For 5 years, I was House Chef for Our State Magazine. I did do several special projects where my recipes were featured (like my Carolina Cakes!), but the first few years I was in place mostly to prepare recipes chosen by their staff selected from hundreds of cookbooks sent in by readers for their Community Cookbook Series.
This is one of those recipes. Y’all know I’m not all that fond of baking, but wanted to share this recipe from “back in the day” today, on #NationalCookieDay! This recipe originally appeared in Our State in October 2014! I really love this cookie recipe and it was one out of hundreds I prepared over the years that I have made a few times. It’s a good basic molasses cookie recipe I think you will enjoy too! Can’t you just smell them baking now? Do make some and come tell us what you think over on my facebook community too!
Molasses Ginger Crinkles Recipe
Ingredients
- 1 ½ sticked unsalted butter, softened
- 1 cup granulated sugar
- ½ cup unpacked light brown sugar
- 1 large egg
- ½ cup molasses
- 1 teaspoon coffee extract or pure vanilla extract
- 2 ½ cups all-purpose flour
- 1 tablespoon ground ginger
- 1 tablespoon grated fresh ginger
- 1 ½ teaspoons baking soda
- 1 teaspoon ground cinnamon
- ¾ teaspoon ground cloves
- ½ teaspoon kosher salt
- 1 tablespoon finely chopped crystallized ginger
Instructions
- Cream the butter, ½ cup of the granulated sugar, and the brown sugar in the bowl of a mixer fitted with the paddle attachment or in a large bowl with a wooden spoon and beat until light and fluffy.
- Slowly add the egg, molasses, and coffee extract, beating well to combine.

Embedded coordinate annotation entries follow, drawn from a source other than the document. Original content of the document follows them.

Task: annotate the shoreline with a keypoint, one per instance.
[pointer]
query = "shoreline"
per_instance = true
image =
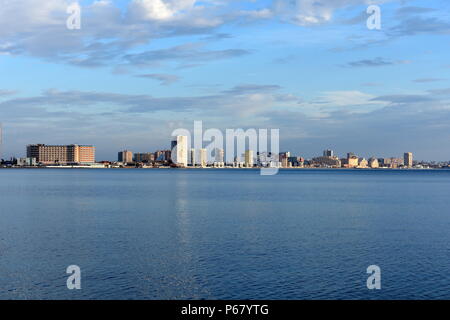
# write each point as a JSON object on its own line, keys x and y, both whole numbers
{"x": 225, "y": 168}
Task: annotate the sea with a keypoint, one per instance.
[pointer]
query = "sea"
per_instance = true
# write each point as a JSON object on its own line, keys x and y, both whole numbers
{"x": 224, "y": 234}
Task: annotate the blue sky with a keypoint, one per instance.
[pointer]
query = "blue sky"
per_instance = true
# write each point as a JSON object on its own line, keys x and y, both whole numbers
{"x": 138, "y": 69}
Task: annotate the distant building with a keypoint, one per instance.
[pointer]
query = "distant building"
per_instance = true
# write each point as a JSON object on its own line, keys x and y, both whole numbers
{"x": 163, "y": 155}
{"x": 352, "y": 161}
{"x": 248, "y": 159}
{"x": 203, "y": 158}
{"x": 408, "y": 159}
{"x": 326, "y": 161}
{"x": 328, "y": 153}
{"x": 219, "y": 155}
{"x": 26, "y": 162}
{"x": 362, "y": 163}
{"x": 61, "y": 154}
{"x": 125, "y": 156}
{"x": 144, "y": 157}
{"x": 180, "y": 151}
{"x": 192, "y": 157}
{"x": 373, "y": 163}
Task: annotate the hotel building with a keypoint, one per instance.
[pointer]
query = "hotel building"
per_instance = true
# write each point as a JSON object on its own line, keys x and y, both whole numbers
{"x": 125, "y": 156}
{"x": 180, "y": 151}
{"x": 69, "y": 154}
{"x": 407, "y": 159}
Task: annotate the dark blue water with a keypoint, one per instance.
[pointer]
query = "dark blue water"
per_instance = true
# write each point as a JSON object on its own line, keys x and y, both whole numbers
{"x": 224, "y": 234}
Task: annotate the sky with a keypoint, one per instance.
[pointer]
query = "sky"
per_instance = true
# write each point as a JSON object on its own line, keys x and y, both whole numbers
{"x": 136, "y": 70}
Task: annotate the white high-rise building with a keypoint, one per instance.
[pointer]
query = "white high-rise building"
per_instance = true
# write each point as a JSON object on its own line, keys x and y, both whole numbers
{"x": 193, "y": 157}
{"x": 219, "y": 155}
{"x": 203, "y": 158}
{"x": 180, "y": 151}
{"x": 249, "y": 158}
{"x": 408, "y": 159}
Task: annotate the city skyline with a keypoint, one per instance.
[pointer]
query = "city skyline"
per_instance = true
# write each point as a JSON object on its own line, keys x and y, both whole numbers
{"x": 316, "y": 72}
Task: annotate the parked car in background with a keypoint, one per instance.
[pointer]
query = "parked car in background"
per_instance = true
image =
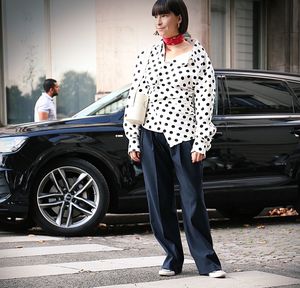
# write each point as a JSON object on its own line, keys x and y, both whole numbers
{"x": 66, "y": 175}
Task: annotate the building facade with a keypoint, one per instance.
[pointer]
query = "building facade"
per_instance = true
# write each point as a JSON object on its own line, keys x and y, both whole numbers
{"x": 90, "y": 46}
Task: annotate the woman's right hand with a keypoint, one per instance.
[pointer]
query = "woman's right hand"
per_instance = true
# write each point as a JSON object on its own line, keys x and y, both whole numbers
{"x": 135, "y": 156}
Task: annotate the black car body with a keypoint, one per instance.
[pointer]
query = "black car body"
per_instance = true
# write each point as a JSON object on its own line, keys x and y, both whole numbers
{"x": 66, "y": 175}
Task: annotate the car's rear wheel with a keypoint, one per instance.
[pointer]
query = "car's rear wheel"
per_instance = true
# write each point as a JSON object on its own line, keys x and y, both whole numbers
{"x": 71, "y": 197}
{"x": 240, "y": 213}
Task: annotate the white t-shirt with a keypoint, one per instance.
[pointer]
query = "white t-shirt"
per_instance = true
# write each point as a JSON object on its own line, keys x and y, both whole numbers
{"x": 45, "y": 104}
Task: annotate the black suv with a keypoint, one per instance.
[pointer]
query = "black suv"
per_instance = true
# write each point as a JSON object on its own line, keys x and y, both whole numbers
{"x": 66, "y": 175}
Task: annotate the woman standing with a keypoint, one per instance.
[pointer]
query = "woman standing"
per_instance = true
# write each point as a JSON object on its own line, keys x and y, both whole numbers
{"x": 178, "y": 77}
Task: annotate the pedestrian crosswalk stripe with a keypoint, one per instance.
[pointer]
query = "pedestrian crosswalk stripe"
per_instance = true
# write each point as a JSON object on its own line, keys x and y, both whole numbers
{"x": 48, "y": 250}
{"x": 29, "y": 238}
{"x": 76, "y": 267}
{"x": 248, "y": 279}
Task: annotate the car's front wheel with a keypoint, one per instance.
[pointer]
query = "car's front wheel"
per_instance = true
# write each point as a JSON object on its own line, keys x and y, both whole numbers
{"x": 71, "y": 197}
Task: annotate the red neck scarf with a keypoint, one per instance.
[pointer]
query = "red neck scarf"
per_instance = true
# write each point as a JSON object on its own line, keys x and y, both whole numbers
{"x": 174, "y": 40}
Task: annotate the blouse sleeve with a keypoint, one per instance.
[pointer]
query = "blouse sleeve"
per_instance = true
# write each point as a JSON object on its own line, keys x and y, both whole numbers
{"x": 204, "y": 101}
{"x": 132, "y": 130}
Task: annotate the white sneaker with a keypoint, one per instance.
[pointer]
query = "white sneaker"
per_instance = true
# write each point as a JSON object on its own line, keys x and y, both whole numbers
{"x": 166, "y": 272}
{"x": 217, "y": 274}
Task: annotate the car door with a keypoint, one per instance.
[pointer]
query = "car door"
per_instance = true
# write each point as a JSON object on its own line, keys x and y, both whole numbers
{"x": 261, "y": 118}
{"x": 215, "y": 164}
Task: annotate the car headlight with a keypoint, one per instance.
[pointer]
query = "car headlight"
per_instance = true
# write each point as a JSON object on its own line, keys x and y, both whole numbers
{"x": 11, "y": 144}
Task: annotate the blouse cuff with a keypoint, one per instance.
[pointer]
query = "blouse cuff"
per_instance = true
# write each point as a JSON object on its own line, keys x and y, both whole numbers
{"x": 200, "y": 147}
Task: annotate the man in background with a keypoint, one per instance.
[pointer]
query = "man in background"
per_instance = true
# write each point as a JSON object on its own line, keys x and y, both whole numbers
{"x": 44, "y": 107}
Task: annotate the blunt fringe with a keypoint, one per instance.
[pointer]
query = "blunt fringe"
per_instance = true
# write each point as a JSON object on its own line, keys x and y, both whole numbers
{"x": 178, "y": 7}
{"x": 48, "y": 84}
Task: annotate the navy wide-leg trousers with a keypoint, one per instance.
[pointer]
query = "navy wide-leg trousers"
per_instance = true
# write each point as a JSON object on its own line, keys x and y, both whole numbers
{"x": 159, "y": 162}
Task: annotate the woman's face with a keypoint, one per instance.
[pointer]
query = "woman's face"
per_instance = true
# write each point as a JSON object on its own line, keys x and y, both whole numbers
{"x": 167, "y": 24}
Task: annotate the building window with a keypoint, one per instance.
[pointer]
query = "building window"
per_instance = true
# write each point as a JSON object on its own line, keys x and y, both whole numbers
{"x": 237, "y": 34}
{"x": 48, "y": 39}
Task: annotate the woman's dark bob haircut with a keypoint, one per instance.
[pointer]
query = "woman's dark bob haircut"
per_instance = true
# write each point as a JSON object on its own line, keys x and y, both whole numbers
{"x": 177, "y": 7}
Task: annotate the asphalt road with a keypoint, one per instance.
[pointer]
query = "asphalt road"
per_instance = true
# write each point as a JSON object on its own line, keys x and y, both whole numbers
{"x": 124, "y": 251}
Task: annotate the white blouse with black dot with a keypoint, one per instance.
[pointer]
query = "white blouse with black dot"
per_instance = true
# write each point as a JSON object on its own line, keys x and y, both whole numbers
{"x": 181, "y": 95}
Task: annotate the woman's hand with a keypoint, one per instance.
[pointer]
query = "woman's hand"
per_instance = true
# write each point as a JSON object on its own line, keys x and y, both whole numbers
{"x": 135, "y": 156}
{"x": 197, "y": 157}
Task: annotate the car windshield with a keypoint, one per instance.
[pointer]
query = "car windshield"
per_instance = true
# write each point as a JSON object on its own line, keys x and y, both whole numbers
{"x": 108, "y": 104}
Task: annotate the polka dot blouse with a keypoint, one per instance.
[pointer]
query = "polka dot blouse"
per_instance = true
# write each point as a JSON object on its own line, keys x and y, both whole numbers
{"x": 181, "y": 96}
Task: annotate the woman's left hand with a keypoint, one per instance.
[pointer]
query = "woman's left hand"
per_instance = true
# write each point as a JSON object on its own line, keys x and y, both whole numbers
{"x": 197, "y": 157}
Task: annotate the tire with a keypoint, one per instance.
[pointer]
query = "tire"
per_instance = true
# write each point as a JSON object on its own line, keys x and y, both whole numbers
{"x": 70, "y": 198}
{"x": 240, "y": 213}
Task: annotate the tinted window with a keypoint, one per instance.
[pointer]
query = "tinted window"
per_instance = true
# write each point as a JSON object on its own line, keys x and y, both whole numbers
{"x": 257, "y": 96}
{"x": 218, "y": 104}
{"x": 295, "y": 86}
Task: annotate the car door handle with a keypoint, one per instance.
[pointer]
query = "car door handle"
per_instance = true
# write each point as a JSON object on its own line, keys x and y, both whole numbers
{"x": 296, "y": 132}
{"x": 218, "y": 134}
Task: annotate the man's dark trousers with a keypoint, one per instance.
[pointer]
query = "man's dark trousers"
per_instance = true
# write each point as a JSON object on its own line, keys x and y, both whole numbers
{"x": 158, "y": 163}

- Combine the flour, ground ginger, fresh ginger, baking soda, cinnamon, cloves, and salt in a separate bowl and stir to mix. Add the flour mixture to the butter mixture and beat just until combined. Cover the dough with plastic and refrigerate for at least one hour or overnight, until firm.
- When ready to bake, preheat the oven to 375˚. Combine the remaining ½ cup granulated sugar and the crystallized ginger in a small shallow bowl and stir to mix. Pinch off small pieces of the dough and roll them into 1-inch balls. Roll each ball in the sugar-ginger mixture to coat evenly and arrange on ungreased baking sheets, spaced about 2 inches apart.
- Bake for 12 to 15 minutes, until the edges are set and the center is still soft. Remove from the oven and let cool on the baking sheets for about 5 minutes. Serve warm or transfer to a baking rack to cool completely.
- Store in an airtight container until ready to serve, or for up to 3 days.